Location: Lindenwood University in St. Charles, Missouri
Undergraduate students in the system: 4,822
Graduate students in the system: 2,560
Undergraduate and graduate programs: 104
Overview
As Lindenwood University approaches its 200th birthday in 2027, its leadership is working to position the school as a premiere destination for entrepreneurship in the St. Louis region. The president has established a task force to research ways to widen the reach of entrepreneurial thinking both within the university itself as well as across the local academic, business, and social landscape.
The Challenge
Faced with a plethora of college and career choices, prospective post-secondary students are looking for more than a degree from institutions of higher learning. They want meaningful experiences that promote the skills and knowledge to become lifelong learners. “As the economy changes and technology and innovation change, we are seeing entrepreneurship becoming a fundamental skill at the high school and college levels,” said Dr. Jacob Pittroff, an adjunct business and entrepreneurship professor at Lindenwood.
Pittroff serves on the university president’s task force. His role is helping to grow the entrepreneurship side of the Plaster School of Business and Entrepreneurship. Also, widen its spectrum of influence across academic disciplines like the arts, sciences, and music.
The Solution
Lindenwood offers the Ice House Entrepreneurship Program within the Duree Center for Entrepreneurship. The purpose is to inspire and engage participants in the fundamental aspects of an entrepreneurial mindset. In addition to using the Ice House curriculum, the program includes access to a vibrant online entrepreneurial learning community where participants and facilitators share knowledge and experiences at the community, national, and global levels.
In 2019, Lindenwood’s John W. Hammond Institute for Free Enterprise hosted a Global Entrepreneurship Week. The lineup of speakers included Clifton Taulbert & Gary Schoeniger, who co-authored “Who Owns the Ice House? Eight Life Lessons from an Unlikely Entrepreneur”. Then Pittroff, who completed ELI’s facilitator training, joined the conversation to speak about how to create an entrepreneurial university.
After that, Pittroff was invited to join the entrepreneurship task force newly created by Lindenwood President John R. Porter, who had assumed his role in July 2019. Pittroff’s day job is teaching business and entrepreneurship at Christian Brothers College High School, so he is uniquely positioned to understand the perspective of students on the cusp of graduation. He’s also an Ice House enthusiast who believes that “young people who embrace adaptability and resilience in adversity will be the ones who are successful in leading and growing companies.”
The Results
By approaching entrepreneurship from many angles, Lindenwood is raising its profile among its own business students. In addition, the wider business and academic communities in St. Louis. One example is the Innovation, Technology, and Entrepreneur Network (ITEN), which became a division of Lindenwood in May 2020. ITEN was created in 2008 to help tech entrepreneurs launch successful new businesses ventures by offering educational programs and services. It has supported more than 1,300 startups in creating thousands of jobs and raising hundreds of millions in funding. As a result, it now plays an integral role in supporting Lindenwood’s commitment to entrepreneurship and innovation education.

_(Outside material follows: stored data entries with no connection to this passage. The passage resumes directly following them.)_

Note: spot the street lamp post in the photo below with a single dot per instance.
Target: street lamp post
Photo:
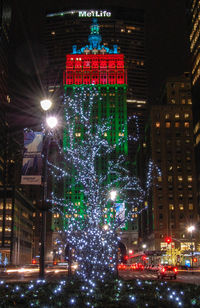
(51, 123)
(190, 230)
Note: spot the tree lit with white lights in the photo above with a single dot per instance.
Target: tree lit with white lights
(92, 224)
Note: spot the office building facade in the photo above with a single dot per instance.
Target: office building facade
(118, 26)
(172, 206)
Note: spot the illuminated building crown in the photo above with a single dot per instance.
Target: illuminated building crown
(94, 46)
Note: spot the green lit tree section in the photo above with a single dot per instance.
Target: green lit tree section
(92, 167)
(109, 112)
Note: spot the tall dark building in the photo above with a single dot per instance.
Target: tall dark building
(194, 38)
(172, 207)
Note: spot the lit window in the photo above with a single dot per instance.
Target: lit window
(8, 217)
(7, 229)
(190, 206)
(171, 207)
(181, 207)
(9, 206)
(170, 178)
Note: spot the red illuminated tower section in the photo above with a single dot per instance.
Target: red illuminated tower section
(96, 64)
(99, 69)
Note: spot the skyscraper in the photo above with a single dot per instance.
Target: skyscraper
(173, 204)
(194, 32)
(119, 26)
(99, 66)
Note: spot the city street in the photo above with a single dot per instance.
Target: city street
(183, 276)
(55, 274)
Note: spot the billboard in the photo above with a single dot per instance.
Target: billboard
(32, 158)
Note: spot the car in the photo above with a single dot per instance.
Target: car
(167, 271)
(121, 266)
(137, 267)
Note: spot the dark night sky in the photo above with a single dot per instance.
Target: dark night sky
(167, 52)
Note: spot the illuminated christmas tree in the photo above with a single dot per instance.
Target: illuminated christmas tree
(99, 195)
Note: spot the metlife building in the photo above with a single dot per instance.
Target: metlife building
(124, 27)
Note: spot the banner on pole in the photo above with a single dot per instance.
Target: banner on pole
(120, 213)
(32, 158)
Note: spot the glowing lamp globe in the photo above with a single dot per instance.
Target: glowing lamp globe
(113, 195)
(46, 104)
(191, 228)
(52, 122)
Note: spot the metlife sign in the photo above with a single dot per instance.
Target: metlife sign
(92, 13)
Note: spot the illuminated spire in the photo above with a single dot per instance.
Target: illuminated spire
(94, 38)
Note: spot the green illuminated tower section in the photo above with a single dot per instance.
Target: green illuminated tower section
(96, 65)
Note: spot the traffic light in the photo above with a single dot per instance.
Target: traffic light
(168, 239)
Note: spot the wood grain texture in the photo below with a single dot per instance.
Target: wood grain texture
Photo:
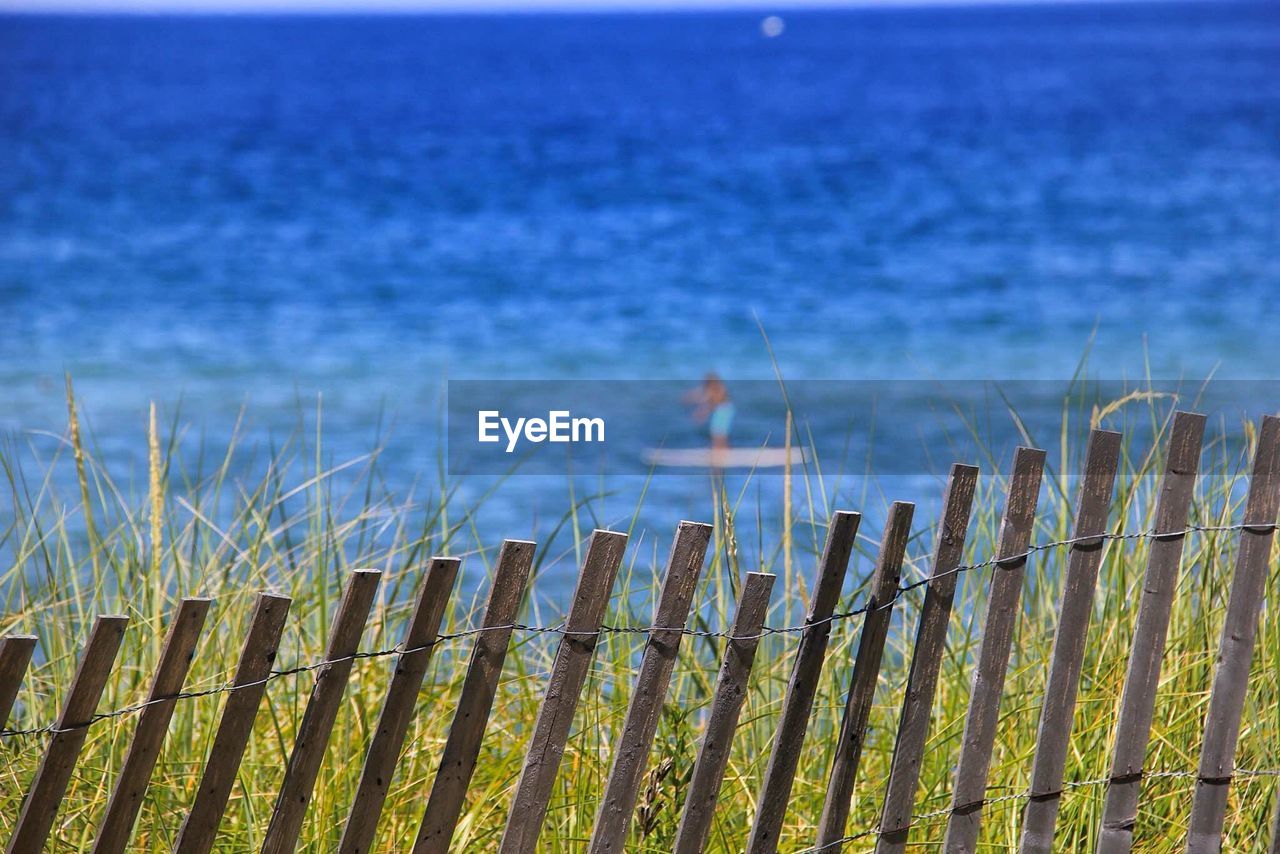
(1235, 649)
(248, 684)
(384, 748)
(631, 753)
(568, 674)
(179, 648)
(988, 680)
(805, 672)
(735, 674)
(309, 747)
(1160, 581)
(931, 638)
(862, 684)
(45, 794)
(1057, 712)
(479, 685)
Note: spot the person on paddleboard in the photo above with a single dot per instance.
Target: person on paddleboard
(713, 407)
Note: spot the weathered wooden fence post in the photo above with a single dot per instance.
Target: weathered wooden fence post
(969, 789)
(568, 674)
(45, 794)
(1054, 735)
(16, 653)
(695, 821)
(300, 776)
(179, 647)
(1235, 649)
(479, 685)
(931, 638)
(631, 754)
(375, 777)
(200, 827)
(794, 722)
(862, 685)
(1159, 584)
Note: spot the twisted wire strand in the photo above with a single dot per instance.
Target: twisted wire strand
(229, 686)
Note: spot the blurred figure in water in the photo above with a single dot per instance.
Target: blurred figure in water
(713, 407)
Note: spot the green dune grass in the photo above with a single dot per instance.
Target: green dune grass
(300, 525)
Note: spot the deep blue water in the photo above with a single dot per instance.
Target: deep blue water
(252, 211)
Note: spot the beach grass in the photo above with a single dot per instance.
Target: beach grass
(78, 542)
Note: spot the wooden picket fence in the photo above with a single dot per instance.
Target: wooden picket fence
(584, 625)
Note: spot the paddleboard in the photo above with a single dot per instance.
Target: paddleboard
(722, 457)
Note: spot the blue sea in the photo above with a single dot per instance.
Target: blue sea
(283, 215)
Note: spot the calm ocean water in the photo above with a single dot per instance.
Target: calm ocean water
(252, 211)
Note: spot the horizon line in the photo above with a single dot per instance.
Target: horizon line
(344, 8)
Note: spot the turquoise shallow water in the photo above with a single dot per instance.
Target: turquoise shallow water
(256, 211)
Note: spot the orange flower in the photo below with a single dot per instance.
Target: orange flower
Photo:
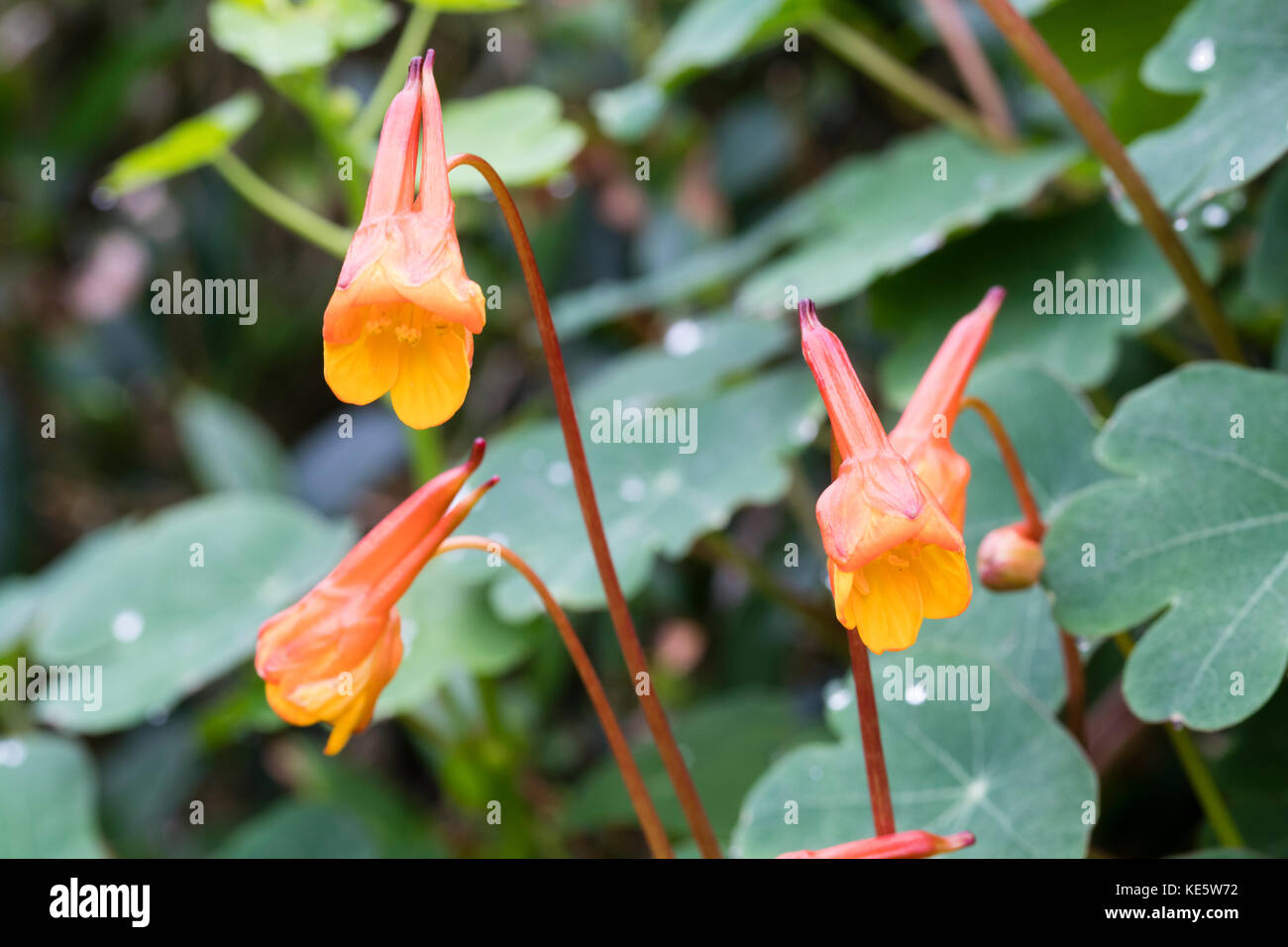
(403, 315)
(330, 655)
(894, 556)
(922, 432)
(914, 844)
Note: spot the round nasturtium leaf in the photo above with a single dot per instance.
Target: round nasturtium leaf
(159, 608)
(1194, 531)
(47, 799)
(992, 762)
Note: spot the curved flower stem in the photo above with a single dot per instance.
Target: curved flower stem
(870, 727)
(622, 624)
(271, 202)
(1197, 772)
(973, 65)
(411, 42)
(870, 724)
(1014, 470)
(644, 809)
(1074, 674)
(1080, 110)
(893, 75)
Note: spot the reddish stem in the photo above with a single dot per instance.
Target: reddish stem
(643, 804)
(870, 725)
(617, 608)
(874, 757)
(1074, 676)
(1076, 684)
(1095, 131)
(1014, 468)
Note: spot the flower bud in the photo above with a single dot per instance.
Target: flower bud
(1009, 558)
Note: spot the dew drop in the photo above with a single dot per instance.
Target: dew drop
(127, 626)
(1202, 55)
(683, 339)
(1215, 217)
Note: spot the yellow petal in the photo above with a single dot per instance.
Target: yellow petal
(433, 375)
(943, 578)
(361, 371)
(889, 616)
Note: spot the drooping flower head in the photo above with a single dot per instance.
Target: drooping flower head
(403, 315)
(922, 433)
(330, 655)
(914, 844)
(894, 556)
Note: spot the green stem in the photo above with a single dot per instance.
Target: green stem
(890, 72)
(412, 42)
(1197, 772)
(271, 202)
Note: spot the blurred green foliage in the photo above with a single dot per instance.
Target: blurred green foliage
(687, 170)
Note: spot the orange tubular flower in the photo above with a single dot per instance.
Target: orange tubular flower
(922, 432)
(914, 844)
(894, 556)
(403, 315)
(330, 655)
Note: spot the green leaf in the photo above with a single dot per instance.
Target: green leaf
(1234, 52)
(282, 38)
(17, 605)
(519, 131)
(917, 305)
(227, 446)
(709, 33)
(726, 741)
(706, 34)
(1052, 432)
(301, 830)
(1008, 774)
(469, 5)
(403, 828)
(906, 215)
(1266, 274)
(188, 145)
(47, 799)
(1196, 530)
(136, 604)
(1252, 772)
(449, 628)
(655, 497)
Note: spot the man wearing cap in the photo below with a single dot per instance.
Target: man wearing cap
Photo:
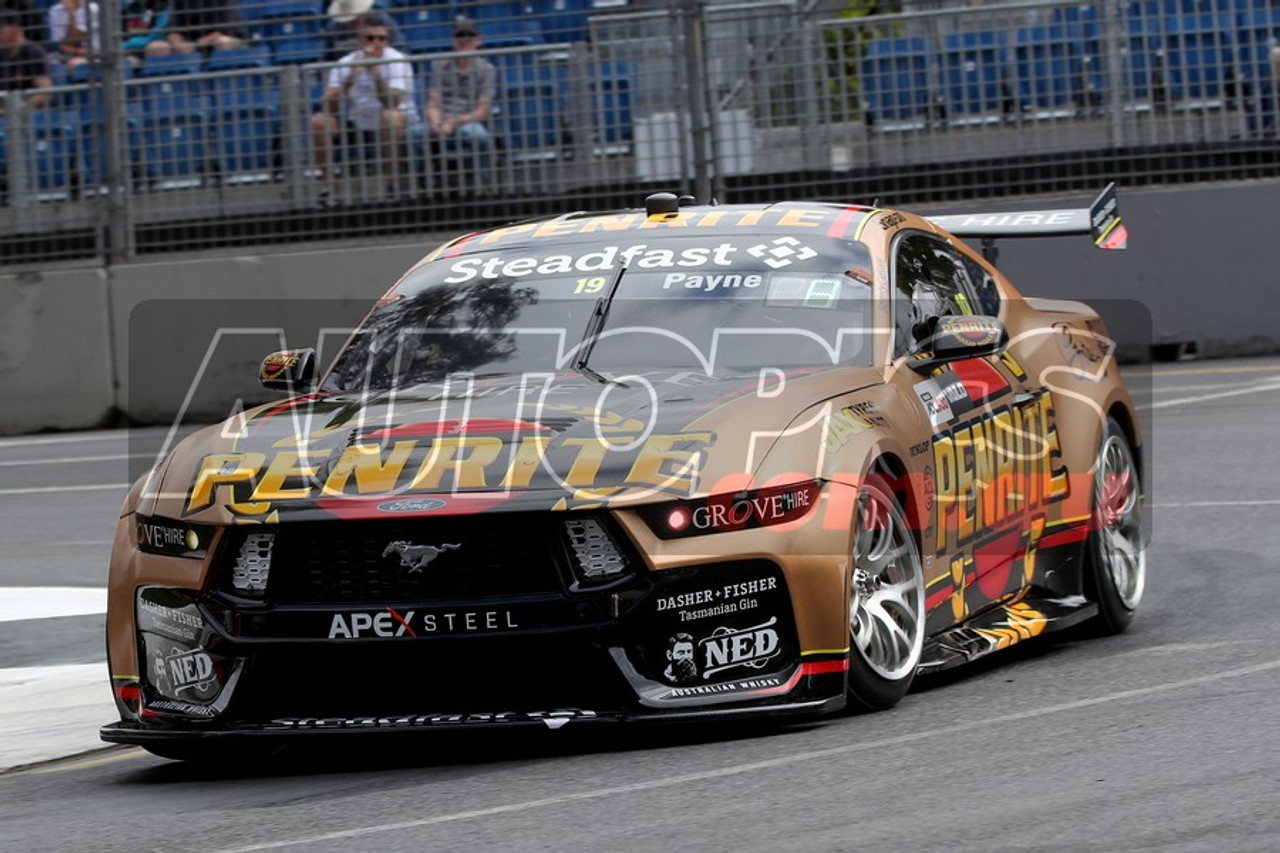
(460, 99)
(23, 65)
(376, 100)
(342, 30)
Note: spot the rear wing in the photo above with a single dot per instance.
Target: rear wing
(1101, 222)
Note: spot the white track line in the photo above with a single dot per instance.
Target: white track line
(68, 460)
(45, 489)
(18, 603)
(1234, 392)
(1192, 505)
(737, 770)
(104, 436)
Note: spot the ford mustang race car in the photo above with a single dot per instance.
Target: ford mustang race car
(684, 463)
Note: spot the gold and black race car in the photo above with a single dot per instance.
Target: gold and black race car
(670, 464)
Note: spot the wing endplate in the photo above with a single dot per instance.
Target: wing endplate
(1101, 222)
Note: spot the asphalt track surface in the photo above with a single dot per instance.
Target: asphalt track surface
(1164, 738)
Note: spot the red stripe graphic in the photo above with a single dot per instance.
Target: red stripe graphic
(844, 219)
(937, 598)
(823, 667)
(1069, 536)
(456, 249)
(979, 379)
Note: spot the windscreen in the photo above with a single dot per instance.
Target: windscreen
(716, 308)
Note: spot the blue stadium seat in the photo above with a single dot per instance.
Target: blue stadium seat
(973, 72)
(530, 115)
(167, 83)
(562, 19)
(298, 51)
(896, 82)
(292, 21)
(1142, 58)
(1198, 55)
(54, 149)
(1088, 60)
(245, 122)
(1258, 33)
(1043, 67)
(232, 91)
(504, 24)
(611, 103)
(173, 142)
(86, 104)
(426, 30)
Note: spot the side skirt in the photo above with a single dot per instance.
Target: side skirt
(1002, 626)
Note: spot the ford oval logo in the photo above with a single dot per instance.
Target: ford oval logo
(411, 505)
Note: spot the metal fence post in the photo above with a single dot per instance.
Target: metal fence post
(814, 133)
(693, 16)
(1114, 31)
(295, 132)
(22, 154)
(118, 226)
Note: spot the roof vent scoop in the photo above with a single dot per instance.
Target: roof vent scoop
(661, 203)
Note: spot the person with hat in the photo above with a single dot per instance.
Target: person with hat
(342, 30)
(460, 100)
(23, 65)
(371, 91)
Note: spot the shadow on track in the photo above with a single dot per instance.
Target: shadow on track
(479, 749)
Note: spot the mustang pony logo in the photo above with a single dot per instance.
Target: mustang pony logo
(417, 557)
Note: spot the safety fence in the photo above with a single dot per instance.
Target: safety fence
(598, 104)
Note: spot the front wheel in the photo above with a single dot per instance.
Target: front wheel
(1115, 555)
(886, 601)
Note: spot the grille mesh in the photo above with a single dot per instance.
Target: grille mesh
(353, 562)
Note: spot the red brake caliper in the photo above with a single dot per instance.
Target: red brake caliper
(1115, 493)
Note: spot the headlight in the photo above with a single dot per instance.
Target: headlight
(736, 511)
(173, 538)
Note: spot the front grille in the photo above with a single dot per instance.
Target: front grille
(351, 562)
(448, 676)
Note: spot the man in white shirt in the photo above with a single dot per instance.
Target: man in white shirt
(374, 100)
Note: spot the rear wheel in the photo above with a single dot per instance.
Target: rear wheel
(1115, 556)
(886, 601)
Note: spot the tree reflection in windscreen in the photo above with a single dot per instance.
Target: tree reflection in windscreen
(430, 334)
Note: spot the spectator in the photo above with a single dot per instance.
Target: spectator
(74, 31)
(33, 21)
(342, 31)
(373, 100)
(144, 22)
(460, 99)
(23, 65)
(200, 24)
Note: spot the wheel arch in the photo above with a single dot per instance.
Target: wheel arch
(905, 488)
(1124, 416)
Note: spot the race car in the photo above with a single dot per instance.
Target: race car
(675, 464)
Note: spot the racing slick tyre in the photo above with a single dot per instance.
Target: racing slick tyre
(886, 601)
(1114, 553)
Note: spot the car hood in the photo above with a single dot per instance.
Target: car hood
(494, 442)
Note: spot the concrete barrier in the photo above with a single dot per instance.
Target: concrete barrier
(137, 341)
(55, 351)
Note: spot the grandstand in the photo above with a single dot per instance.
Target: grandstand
(604, 100)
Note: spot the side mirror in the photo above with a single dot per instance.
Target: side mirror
(955, 338)
(291, 370)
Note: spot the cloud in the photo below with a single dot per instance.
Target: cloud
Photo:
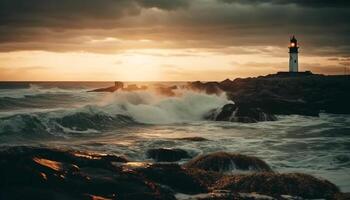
(232, 26)
(308, 3)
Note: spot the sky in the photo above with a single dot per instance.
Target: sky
(169, 40)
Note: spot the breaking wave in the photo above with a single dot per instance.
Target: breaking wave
(100, 112)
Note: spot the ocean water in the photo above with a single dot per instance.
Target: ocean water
(65, 115)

Pittroff describes ITEN’s Eureka Program for aspiring business owners as “entrepreneurship on steroids.” Its rigorous application of the entrepreneurial mindset is exactly right for the most ardent startups—but it’s not for everyone. Pittroff believes that students who’ve been exposed to entrepreneurial thinking via the Ice House model can embrace it as a continuum where they also have a place. That’s why he adapts the Ice House strategies and activities for the innovation special topics course he teaches, where participants include traditional college students as well as older adults who are going back to school to change careers.
“Look at how many businesses closed during COVID versus how many pivoted and innovated,” Pittroff said. “Students who see that are going to be the ones who embrace an entrepreneurial mindset. And if you approach entrepreneurship from that lifelong learning perspective, you’re going to be successful.”